For professionals, this means not only a visually improved model but also reduced time for data correction and more reliable results.
Higher-Quality Orthomosaics
Orthomosaics are among the most sensitive outputs in any photogrammetric workflow, often revealing weaknesses in reconstruction — especially over water, reflective surfaces, or low-texture areas.
Gaussian Splatting reconstructs scenes as continuous environments, preserving more spatial and visual information. The result is orthomosaics with:
- Greater detail
- Fewer gaps
- Smoother transitions between surfaces
- Reduced data loss
Особливо помітною різниця стає на складних ділянках — зокрема поблизу водних поверхонь, де традиційна фотограмметрія часто демонструє фрагментацію та нестабільність реконструкції.
Standard photogrammetric orthophotoplastomatics in PIX4Dmatic
Orthomosaic generated using Gaussian splicing
The improvement is especially noticeable in challenging areas, such as near water bodies, where traditional photogrammetry often produces fragmented and unstable reconstructions.
For engineering and surveying tasks, this translates directly to more accurate data interpretation, fewer “blind spots,” and more reliable analysis.
More Stable 3D Mesh Generation
3D mesh quality depends on stable input data. Traditional workflows require significant time correcting artifacts, smoothing transitions, and refining triangulation.
With Gaussian Splatting in PIX4Dmatic, meshes are built from a more consistent and aligned dataset, providing:
- More predictable triangulation
- Smoother surface transitions
- Sharper edge detail
- Fewer reconstruction artifacts
3D mesh of Lokovana Bridge
This allows specialists to move directly to analysis and model use without lengthy manual corrections.
Accurate Surface Comparison and Volumetric Analysis
PIX4Dmatic also introduces a new surface comparison tool for volumetric analysis with Gaussian Splatting. It enables volume calculations by directly comparing:
- point cloud;
- TIN surfaces
- Different construction phases
- Survey and as-built models
This analysis is highly sensitive to input data quality.
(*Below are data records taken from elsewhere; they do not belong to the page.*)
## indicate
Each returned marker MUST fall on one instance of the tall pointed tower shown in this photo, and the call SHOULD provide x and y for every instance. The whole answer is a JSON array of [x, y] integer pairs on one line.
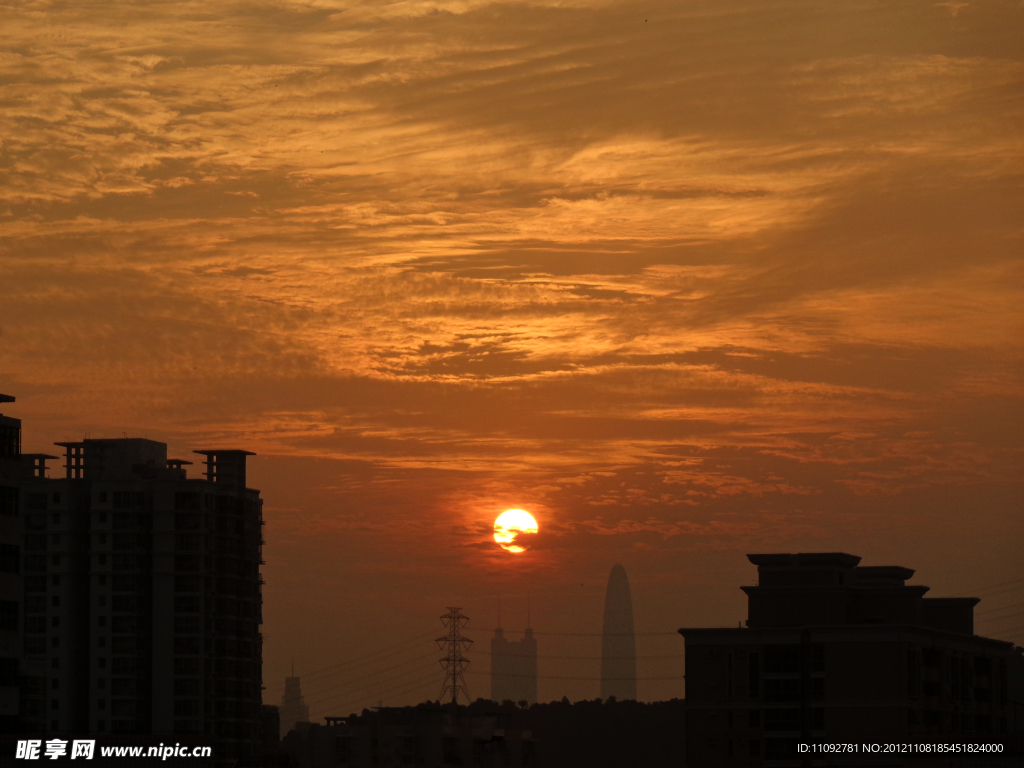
[[293, 707], [619, 652]]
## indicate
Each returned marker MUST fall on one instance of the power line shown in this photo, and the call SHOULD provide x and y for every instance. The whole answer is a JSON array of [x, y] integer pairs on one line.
[[337, 668], [574, 677]]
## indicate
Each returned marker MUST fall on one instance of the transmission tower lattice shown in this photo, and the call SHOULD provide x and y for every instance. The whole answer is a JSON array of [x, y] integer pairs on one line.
[[454, 663]]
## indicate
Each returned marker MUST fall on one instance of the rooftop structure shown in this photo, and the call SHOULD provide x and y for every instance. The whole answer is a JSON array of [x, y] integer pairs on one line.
[[837, 651]]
Even minor reconstruction errors can create “false changes,” particularly in:
- Earthwork monitoring
- Stockpile tracking
- Infrastructure inspections
- Construction progress control
Binary visualization mode for surface comparison in PIX4Dmatic
The same dataset with gradient rendering mode for surface comparison in PIX4Dmatic
A more stable point cloud minimizes such errors, ensuring more accurate surface comparisons across datasets.
High-Fidelity Performance
Gaussian Splatting in PIX4Dmatic leverages local GPU resources, maximizing efficiency with modern NVIDIA GPUs with sufficient VRAM.
This approach delivers:
- Faster Gaussian splat generation
- High-resolution scene processing
- Stable desktop processing for large datasets
- Full control over the reconstruction workflow locally
The ecosystem remains flexible — processing can be shifted to PIX4Dcloud without disrupting the unified workflow.
Unified PIX4D Geospatial Ecosystem
A key benefit of this update is integrating Gaussian Splatting across the broader PIX4D ecosystem.
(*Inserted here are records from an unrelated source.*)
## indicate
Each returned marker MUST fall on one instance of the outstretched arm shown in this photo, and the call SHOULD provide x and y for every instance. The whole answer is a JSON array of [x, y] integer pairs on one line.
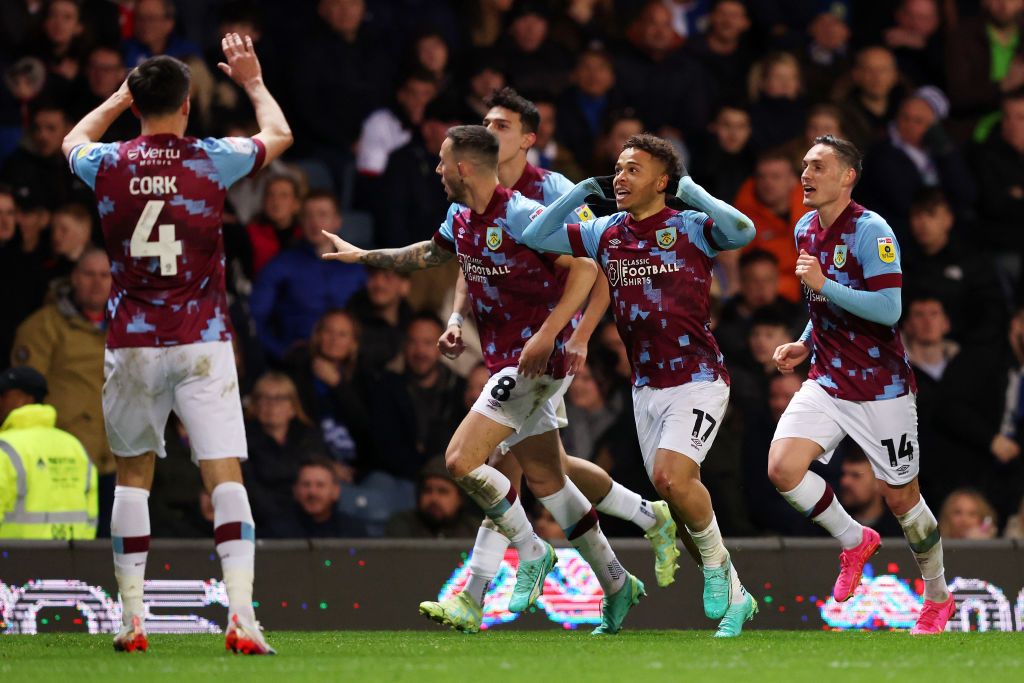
[[426, 254], [243, 67], [732, 229], [95, 123], [547, 231], [535, 355]]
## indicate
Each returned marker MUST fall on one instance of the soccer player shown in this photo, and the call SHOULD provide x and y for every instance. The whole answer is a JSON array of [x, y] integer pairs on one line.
[[658, 263], [514, 121], [524, 314], [161, 200], [860, 383]]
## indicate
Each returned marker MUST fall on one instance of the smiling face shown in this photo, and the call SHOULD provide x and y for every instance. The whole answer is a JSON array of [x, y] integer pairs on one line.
[[639, 179], [825, 178]]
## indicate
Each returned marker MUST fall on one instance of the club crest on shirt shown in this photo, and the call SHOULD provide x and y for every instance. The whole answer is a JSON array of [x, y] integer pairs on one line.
[[839, 256], [494, 238], [887, 250], [666, 237]]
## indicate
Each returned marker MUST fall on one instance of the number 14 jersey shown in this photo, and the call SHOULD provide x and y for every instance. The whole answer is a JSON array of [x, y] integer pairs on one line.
[[161, 202]]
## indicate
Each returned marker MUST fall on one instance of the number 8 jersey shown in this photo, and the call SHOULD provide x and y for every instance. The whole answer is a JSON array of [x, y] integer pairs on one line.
[[161, 202]]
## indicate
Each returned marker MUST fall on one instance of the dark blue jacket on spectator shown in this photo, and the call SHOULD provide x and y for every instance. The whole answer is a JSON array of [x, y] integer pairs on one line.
[[294, 290]]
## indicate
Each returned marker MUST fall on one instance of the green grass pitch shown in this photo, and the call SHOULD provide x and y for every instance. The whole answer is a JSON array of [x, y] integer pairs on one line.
[[526, 657]]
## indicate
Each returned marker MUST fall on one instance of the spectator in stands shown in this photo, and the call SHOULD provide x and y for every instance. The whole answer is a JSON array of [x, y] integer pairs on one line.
[[915, 154], [998, 170], [281, 436], [873, 98], [918, 43], [589, 411], [724, 49], [349, 69], [297, 287], [758, 289], [966, 514], [985, 60], [425, 399], [671, 89], [38, 167], [964, 280], [860, 496], [773, 198], [71, 233], [276, 226], [548, 153], [314, 513], [827, 56], [65, 342], [441, 511], [383, 311], [388, 128], [154, 34], [332, 388], [583, 105], [409, 216], [778, 105], [104, 72], [725, 159], [42, 469], [541, 65]]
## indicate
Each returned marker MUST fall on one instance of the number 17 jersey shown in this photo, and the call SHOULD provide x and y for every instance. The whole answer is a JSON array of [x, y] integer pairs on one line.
[[161, 202]]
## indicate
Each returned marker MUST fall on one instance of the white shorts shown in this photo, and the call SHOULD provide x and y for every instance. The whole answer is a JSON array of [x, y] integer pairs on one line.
[[886, 430], [530, 406], [197, 381], [684, 419]]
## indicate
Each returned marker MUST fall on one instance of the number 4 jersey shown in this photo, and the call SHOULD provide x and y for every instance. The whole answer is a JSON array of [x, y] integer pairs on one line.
[[161, 201]]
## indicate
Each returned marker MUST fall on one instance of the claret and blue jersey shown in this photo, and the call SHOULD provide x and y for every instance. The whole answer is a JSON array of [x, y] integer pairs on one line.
[[854, 358], [161, 201]]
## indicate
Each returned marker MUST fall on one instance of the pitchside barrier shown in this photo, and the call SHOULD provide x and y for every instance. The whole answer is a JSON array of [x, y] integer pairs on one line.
[[330, 585]]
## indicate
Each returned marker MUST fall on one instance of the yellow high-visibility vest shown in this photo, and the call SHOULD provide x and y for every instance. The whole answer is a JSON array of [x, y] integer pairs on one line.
[[47, 481]]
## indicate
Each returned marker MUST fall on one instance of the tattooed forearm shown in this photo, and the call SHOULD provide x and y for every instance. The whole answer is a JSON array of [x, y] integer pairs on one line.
[[406, 259]]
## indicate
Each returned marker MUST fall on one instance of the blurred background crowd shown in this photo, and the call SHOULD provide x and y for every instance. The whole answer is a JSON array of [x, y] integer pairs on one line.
[[349, 402]]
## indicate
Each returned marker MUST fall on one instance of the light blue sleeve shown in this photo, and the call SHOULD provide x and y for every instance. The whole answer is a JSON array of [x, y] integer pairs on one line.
[[86, 159], [446, 228], [878, 251], [235, 158], [731, 229]]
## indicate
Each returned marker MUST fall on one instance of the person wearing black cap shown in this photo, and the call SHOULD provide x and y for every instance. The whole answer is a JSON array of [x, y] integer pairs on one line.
[[47, 482]]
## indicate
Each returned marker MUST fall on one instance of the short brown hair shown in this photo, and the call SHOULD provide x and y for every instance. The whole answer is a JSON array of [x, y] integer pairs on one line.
[[846, 152], [657, 147]]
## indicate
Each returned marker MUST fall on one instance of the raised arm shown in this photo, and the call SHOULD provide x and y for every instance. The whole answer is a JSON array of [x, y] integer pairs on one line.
[[426, 254], [547, 231], [732, 229], [95, 123], [243, 67], [535, 355]]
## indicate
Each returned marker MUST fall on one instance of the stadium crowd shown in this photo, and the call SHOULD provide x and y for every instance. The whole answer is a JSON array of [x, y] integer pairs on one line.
[[350, 403]]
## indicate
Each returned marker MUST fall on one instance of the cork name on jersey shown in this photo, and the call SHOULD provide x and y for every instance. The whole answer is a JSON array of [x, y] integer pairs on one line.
[[632, 271], [157, 184], [477, 271]]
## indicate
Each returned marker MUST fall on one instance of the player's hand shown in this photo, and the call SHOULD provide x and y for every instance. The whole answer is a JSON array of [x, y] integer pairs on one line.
[[809, 271], [243, 66], [1005, 449], [535, 356], [787, 356], [327, 372], [576, 350], [344, 252], [451, 344]]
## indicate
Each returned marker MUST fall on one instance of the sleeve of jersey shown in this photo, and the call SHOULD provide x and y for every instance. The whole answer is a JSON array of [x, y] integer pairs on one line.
[[444, 235], [86, 159], [879, 254], [235, 158]]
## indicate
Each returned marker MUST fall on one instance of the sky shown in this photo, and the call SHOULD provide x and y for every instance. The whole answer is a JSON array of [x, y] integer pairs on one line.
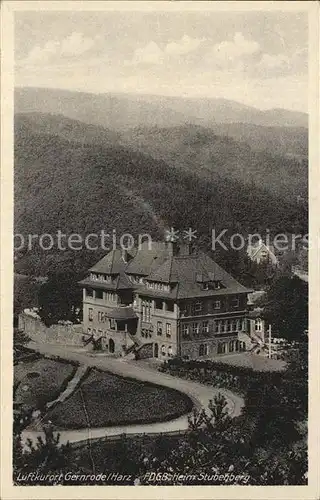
[[256, 58]]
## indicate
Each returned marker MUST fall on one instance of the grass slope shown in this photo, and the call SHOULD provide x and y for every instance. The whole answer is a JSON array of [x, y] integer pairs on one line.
[[38, 390], [111, 400]]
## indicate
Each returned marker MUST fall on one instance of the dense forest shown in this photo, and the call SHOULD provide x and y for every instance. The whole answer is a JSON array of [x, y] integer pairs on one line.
[[93, 184]]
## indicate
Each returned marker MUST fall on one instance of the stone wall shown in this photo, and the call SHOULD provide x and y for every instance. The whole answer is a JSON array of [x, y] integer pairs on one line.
[[65, 334]]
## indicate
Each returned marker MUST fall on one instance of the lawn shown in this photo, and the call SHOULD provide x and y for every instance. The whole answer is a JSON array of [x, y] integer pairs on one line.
[[40, 381], [253, 361], [105, 399]]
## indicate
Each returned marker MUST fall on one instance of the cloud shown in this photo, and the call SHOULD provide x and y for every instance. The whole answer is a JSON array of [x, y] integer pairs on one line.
[[227, 53], [183, 46], [271, 62], [73, 45], [271, 65], [153, 54]]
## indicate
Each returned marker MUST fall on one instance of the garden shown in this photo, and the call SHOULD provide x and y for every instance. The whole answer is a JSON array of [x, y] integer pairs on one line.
[[219, 374], [104, 399], [39, 381]]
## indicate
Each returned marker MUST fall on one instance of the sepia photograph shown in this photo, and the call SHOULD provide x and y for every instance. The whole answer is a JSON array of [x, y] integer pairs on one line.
[[160, 278]]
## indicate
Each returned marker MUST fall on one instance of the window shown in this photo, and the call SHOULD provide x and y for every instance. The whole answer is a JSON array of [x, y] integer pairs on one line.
[[195, 328], [168, 329], [235, 302], [111, 345], [183, 309], [146, 310], [205, 326], [90, 314], [203, 350], [221, 348], [198, 306], [185, 330], [158, 304], [258, 325], [169, 305]]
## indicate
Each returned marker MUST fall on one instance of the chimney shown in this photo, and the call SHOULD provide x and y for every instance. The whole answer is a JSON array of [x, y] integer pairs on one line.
[[125, 255]]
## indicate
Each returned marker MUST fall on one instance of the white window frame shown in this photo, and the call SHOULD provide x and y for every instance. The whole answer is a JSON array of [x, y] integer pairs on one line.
[[205, 329], [168, 329], [198, 306]]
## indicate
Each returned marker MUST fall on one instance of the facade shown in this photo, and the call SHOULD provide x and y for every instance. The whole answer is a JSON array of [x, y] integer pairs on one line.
[[164, 301]]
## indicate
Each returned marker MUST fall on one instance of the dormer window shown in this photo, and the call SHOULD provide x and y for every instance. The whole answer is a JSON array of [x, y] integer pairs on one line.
[[235, 302], [198, 306]]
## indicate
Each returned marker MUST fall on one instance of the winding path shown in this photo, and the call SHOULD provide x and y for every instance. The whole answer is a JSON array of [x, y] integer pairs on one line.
[[199, 393]]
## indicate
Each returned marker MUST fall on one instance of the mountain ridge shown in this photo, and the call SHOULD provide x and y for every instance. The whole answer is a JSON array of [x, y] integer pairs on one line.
[[123, 111]]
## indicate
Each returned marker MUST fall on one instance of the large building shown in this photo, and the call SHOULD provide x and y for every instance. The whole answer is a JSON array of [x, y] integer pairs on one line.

Data captured with PIX4Dcatch can be directly processed in PIX4Dmatic, combining:
- terrestrial scanning;
- aerial photogrammetry;
- RTK workflows;
- mobile mapping;
- cloud collaboration.
Gaussian Splatting в PIX4Dmatic
The result is a unified georeferenced model where terrestrial and aerial data no longer exist separately but are integrated into a single reconstruction pipeline.
PIX4D has confirmed that Gaussian Splatting workflows will soon be available in PIX4Dengine SDK, enabling automated high-volume reconstruction pipelines for large-scale corporate use.
A New Stage in Professional Photogrammetry
The integration of Gaussian Splatting in PIX4Dmatic is more than a new tool—it represents a systematic improvement in geospatial workflows, from mobile capture to engineering-grade analysis.
For surveying, infrastructure monitoring, construction, inspections, and digital mapping, it delivers a new level of reconstruction stability, spatial accuracy, and high-quality deliverables.